ACS is following in the footsteps of other technology services companies—such as EDS, Perot Systems, and PricewaterhouseCoopers’ consulting arm—all of which were acquired by large hardware companies (Hewlett-Packard, Dell, and IBM respectively).
“It was no secret that ACS was shopping itself around in the market the last couple years,” says Robert Brown, a research vice president at Gartner. “ACS had developed their BPO portfolio as their single emphasis, with 79 percent of revenue coming from this area, as opposed to its original focus on IT outsourcing. Xerox, on the other hand, has a strong heritage in document management services, and a large installed base of customers.

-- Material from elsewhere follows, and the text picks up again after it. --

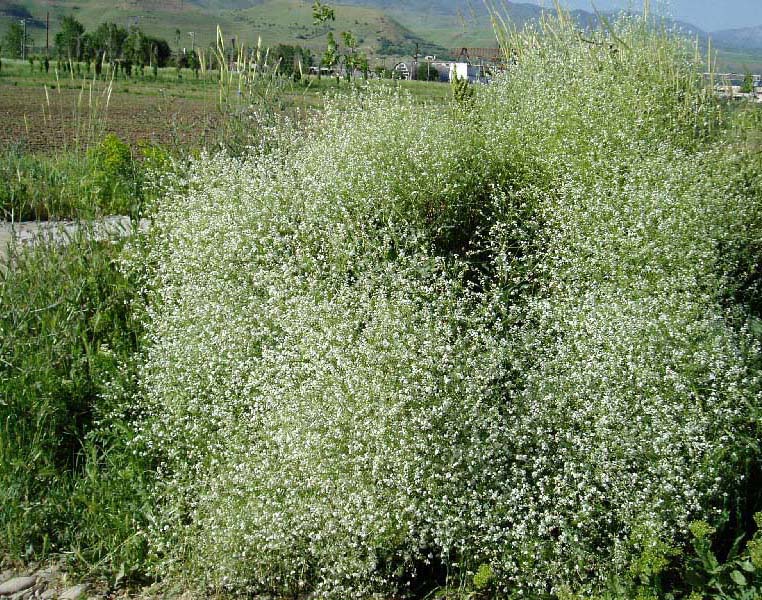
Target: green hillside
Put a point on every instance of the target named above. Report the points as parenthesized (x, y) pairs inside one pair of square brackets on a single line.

Where the acquisition makes sense is that ACS knows BPO very well and is very client oriented—bending over backwards to assist their needs. Xerox brings to the table automation and standardization, assisting the evolution of BPO further away from the workflows being processed by humans. The trick always is to figure out a way to get a process e-enabled, where the process flow is less reliant on people. And that’s something Xerox should assist ACS with quite well.”

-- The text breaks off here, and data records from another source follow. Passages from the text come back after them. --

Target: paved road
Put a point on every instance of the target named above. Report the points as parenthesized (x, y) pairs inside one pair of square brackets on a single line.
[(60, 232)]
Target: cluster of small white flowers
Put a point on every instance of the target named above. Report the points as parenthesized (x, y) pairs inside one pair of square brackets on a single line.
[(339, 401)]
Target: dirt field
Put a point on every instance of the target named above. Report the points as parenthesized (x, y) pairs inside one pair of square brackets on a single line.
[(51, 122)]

Brown’s only concern is cultural. “”Xerox has a strong sales culture and the worry is that they might snuff out the client-centric focus that ACS does so well,” he explains. “My advice to Xerox is to let the tail wag the dog—let ACS continue to do what it does best in the management of its BPO clients. As for ACS clients like Office Depot, they should expect greater gains in automation and efficiency and less manual intervention going forward.”